En los medios, rebuscando un poco, se pueden leer informaciones que siempre se deben contrastar con la web oficial de TEPCO y la de la Agencia Internacional de la Energía Atómica (IAEA). Y es que ha habido y hay mucho sensacionalismo y muchas ganas de levantar polvareda: las tentaciones de periodistas y blogueros de magnificar los informes e inventarse noticias son muy peligrosas.

Al parecer, la fusión parcial del núcleo del reactor nº1 (ojo, fusión realmente importante, con daños de hasta un 70%), podría haber provocado fisuras en la vasija de contención. Y esto es peligroso, porque una exposición abierta de “lava” radiactiva libera enormes cantidades de cesio y yodo al aire, y porque las fisuras pueden dejar escapar agua altamente contaminada que llegaría al mar con el consiguiente agravamiento del problema ecológico. Estas fisuras ya podrían haberse producido en los reactores 2 y 3, por lo que no se puede descartar que grandes cantidades de agua radiactiva se haya filtrado al exterior.
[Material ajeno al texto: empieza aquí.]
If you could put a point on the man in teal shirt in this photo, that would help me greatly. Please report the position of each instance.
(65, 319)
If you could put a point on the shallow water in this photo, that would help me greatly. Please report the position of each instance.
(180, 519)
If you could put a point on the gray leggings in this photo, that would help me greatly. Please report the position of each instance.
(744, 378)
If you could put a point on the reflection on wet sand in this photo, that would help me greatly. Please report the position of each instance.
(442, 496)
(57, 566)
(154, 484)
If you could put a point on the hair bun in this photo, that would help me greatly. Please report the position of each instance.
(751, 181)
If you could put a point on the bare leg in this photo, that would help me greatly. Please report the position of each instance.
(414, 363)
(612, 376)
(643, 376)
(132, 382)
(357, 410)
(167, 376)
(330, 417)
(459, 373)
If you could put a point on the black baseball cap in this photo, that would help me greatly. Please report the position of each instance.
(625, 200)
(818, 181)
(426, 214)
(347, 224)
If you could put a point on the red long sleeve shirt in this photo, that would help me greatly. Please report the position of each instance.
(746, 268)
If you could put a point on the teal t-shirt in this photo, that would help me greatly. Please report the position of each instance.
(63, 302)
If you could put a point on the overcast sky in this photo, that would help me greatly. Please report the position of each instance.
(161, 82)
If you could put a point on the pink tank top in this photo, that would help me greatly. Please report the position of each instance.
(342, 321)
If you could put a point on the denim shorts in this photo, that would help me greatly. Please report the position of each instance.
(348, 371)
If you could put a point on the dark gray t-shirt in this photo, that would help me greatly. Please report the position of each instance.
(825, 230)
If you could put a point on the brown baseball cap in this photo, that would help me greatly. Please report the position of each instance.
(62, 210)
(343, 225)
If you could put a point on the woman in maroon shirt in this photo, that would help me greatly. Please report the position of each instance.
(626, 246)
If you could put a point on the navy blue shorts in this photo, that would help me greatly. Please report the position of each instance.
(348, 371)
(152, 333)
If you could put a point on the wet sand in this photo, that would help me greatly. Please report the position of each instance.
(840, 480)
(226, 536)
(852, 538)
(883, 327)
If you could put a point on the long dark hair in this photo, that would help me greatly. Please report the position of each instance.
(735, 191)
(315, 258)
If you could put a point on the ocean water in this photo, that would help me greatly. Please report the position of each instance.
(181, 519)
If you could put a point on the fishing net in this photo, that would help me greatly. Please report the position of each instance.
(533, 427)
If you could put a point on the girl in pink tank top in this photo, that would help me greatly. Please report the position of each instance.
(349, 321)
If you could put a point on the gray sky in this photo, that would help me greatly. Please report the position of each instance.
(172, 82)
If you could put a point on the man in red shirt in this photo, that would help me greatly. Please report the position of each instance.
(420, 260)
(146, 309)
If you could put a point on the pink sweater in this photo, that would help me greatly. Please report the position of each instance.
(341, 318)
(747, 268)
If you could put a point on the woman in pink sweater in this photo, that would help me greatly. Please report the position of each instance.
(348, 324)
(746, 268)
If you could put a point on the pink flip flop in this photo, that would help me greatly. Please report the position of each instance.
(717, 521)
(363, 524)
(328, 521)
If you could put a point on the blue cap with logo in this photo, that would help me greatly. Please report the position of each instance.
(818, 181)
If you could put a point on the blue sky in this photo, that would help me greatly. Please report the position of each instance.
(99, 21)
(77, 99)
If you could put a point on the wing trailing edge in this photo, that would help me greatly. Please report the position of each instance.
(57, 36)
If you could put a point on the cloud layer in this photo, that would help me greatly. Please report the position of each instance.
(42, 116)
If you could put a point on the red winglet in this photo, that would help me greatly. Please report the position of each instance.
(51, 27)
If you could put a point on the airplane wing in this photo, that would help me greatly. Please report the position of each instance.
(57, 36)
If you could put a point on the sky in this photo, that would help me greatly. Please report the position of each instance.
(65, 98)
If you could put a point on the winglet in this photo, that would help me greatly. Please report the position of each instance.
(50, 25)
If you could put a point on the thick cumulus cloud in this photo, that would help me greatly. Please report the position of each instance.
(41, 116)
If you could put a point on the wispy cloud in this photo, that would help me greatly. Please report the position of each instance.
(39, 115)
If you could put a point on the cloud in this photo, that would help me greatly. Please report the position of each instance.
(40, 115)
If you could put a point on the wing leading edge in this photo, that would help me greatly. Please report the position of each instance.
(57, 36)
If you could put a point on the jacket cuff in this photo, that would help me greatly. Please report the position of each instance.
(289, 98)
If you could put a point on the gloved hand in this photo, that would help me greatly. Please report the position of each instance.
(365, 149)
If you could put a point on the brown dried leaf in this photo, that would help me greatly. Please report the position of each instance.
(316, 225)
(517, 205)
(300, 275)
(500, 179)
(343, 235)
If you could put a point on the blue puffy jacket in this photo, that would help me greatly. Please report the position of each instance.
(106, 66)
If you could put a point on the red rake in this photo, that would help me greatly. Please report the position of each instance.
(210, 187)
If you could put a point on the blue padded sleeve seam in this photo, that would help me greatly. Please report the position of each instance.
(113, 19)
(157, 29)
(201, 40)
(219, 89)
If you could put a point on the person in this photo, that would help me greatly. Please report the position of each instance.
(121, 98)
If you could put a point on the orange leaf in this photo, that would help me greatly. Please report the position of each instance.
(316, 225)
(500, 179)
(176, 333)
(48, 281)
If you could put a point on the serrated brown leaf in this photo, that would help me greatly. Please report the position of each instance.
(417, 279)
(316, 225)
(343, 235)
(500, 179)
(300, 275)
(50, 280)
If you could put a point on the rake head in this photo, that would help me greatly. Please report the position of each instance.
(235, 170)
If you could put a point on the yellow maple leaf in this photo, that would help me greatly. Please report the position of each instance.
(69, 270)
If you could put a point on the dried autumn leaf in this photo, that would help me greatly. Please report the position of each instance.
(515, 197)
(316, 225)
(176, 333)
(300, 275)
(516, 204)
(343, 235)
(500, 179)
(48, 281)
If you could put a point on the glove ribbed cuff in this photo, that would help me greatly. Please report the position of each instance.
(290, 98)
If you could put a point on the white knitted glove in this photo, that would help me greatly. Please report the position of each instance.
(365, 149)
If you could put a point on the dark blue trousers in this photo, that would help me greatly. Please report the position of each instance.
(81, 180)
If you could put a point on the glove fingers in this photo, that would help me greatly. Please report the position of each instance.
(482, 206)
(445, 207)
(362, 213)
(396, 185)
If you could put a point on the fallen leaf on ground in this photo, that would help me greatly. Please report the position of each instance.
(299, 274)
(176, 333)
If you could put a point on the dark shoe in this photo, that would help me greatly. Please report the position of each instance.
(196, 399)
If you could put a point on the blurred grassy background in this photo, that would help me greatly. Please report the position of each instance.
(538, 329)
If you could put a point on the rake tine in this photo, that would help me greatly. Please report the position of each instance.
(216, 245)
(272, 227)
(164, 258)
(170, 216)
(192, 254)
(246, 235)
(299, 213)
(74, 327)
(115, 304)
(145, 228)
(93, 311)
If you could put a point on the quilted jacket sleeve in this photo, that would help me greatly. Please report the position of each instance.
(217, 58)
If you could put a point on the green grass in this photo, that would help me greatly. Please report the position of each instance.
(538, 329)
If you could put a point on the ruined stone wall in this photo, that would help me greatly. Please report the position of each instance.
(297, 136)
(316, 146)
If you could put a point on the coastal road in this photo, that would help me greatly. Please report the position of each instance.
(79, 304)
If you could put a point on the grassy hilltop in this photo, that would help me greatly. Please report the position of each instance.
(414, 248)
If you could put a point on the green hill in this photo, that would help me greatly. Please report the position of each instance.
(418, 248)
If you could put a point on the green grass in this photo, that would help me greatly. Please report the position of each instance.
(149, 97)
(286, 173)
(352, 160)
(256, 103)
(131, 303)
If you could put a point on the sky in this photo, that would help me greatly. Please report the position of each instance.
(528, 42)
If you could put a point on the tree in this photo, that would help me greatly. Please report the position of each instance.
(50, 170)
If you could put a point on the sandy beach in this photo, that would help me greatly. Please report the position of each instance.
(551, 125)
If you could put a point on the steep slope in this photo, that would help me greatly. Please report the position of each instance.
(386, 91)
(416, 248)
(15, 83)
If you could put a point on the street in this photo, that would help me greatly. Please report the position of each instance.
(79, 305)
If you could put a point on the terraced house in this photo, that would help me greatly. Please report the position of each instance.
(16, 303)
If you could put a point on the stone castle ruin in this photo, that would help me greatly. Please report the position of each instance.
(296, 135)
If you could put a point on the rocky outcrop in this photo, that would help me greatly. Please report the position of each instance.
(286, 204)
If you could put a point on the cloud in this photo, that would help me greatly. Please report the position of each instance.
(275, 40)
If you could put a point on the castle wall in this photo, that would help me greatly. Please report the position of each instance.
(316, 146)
Lo que está claro es que existe una desinformación tremenda al respecto, que tanto TEPCO como el gobierno japonés han ocultado y ocultan información, y que las cosas van para largo. También está claro que la zona de Fukushima ha quedado inutilizada para la vida humana por un periodo de tiempo considerable. Y también está claro que la energía atómica basada en uranio no es tan segura como muchos pensaban.

¿O es que acaso todavía hay alguien que crea que es segura una forma de producir energía que, en caso de fallo, necesita de 8 a 10 meses para poder detenerse (las estimaciones de TEPCO hablan de un plazo de 6 a 7 meses para proceder a la parada fría de los reactores dañados)? Una forma de energía que aumenta el riesgo de padecer cáncer o de morir envenenado si se traspasa un cerco de 20-30 km alrededor del lugar del accidente, ¿es la que queremos para el futuro? Muchos desde luego que no.